The heart wants what the heart wants. You don’t have to appologize for not likeing a fat chick. Just nicely tell her you only like her as a friend.

Speaking as a fat chick - I agree with others who say you should just let her know you’re not interested. Give her a chance to get over the idea that you two would work out and let her go on with her life and find someone who DOES find her attractive.

If she’s cool with being “just friends” and is able to actually be friends then good on her. If she goes sobbing into the night and hates your guts, well that’s her problem to work out (I have been that girl - it does end up being in her best interest). Yeah you will lose a neato friend but it’ll be easier on her heart if she can’t get over you while you are still around.

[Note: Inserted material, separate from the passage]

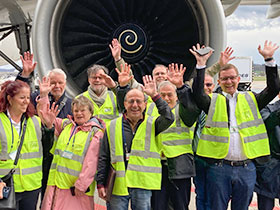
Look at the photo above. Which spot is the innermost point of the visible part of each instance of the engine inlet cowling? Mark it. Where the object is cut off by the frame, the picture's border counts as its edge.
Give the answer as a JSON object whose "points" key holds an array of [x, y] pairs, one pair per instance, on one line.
{"points": [[74, 34]]}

I don’t think people are shallow if they admit to not liking a certain body type. He’s already said he likes her as a person, so it’s not like he doesn’t even give her the time of day just because she’s fat. He just doesn’t want to be with her in the way she wants to be with him. Happens to everyone.

Heh heh!

Start Here

(The male character, Lucas, has a history of attracting psycho women.)

Well, to give a different perspective: If you guys don’t know each other that well yet you may not want to rule anything out just based on your initial feelings of attraction (or lack thereof).
Hey, I freely admit that I am prone to shallowness…yet there have been times when someone who I didn’t find attractive at first turned out to have an amazing personality that made them seem far more appealing once I became more acquainted with the person.
Does it happen every time? No, of course not. Not everyone who lacks “conventional good looks” turns out to have an amazing personality, and not every amazing personality is sexually appealing…but sometimes people surprise you when you give them a chance. :slight_smile:

For that reason, I’d encourage things down the friendship route (definitely being careful not to give her the false idea that you are more interested than you truly are) without having any particular expectations for what the future holds.

And a lot of times it’s not even about lining a particular body type or not.

One time I met someone through LavaLife; we seemed to get along well online; she was a type I usually find quite attractive (plump and Asian); logically, we should have gotten along very well in person; yet when we met, there was nothing. It was frustrating, but there was nothing to be done.

You can’t make yourself be attracted to someone.

I have a date on Saturday, the first one for quite a while; if this happens again, I will be really annoyed.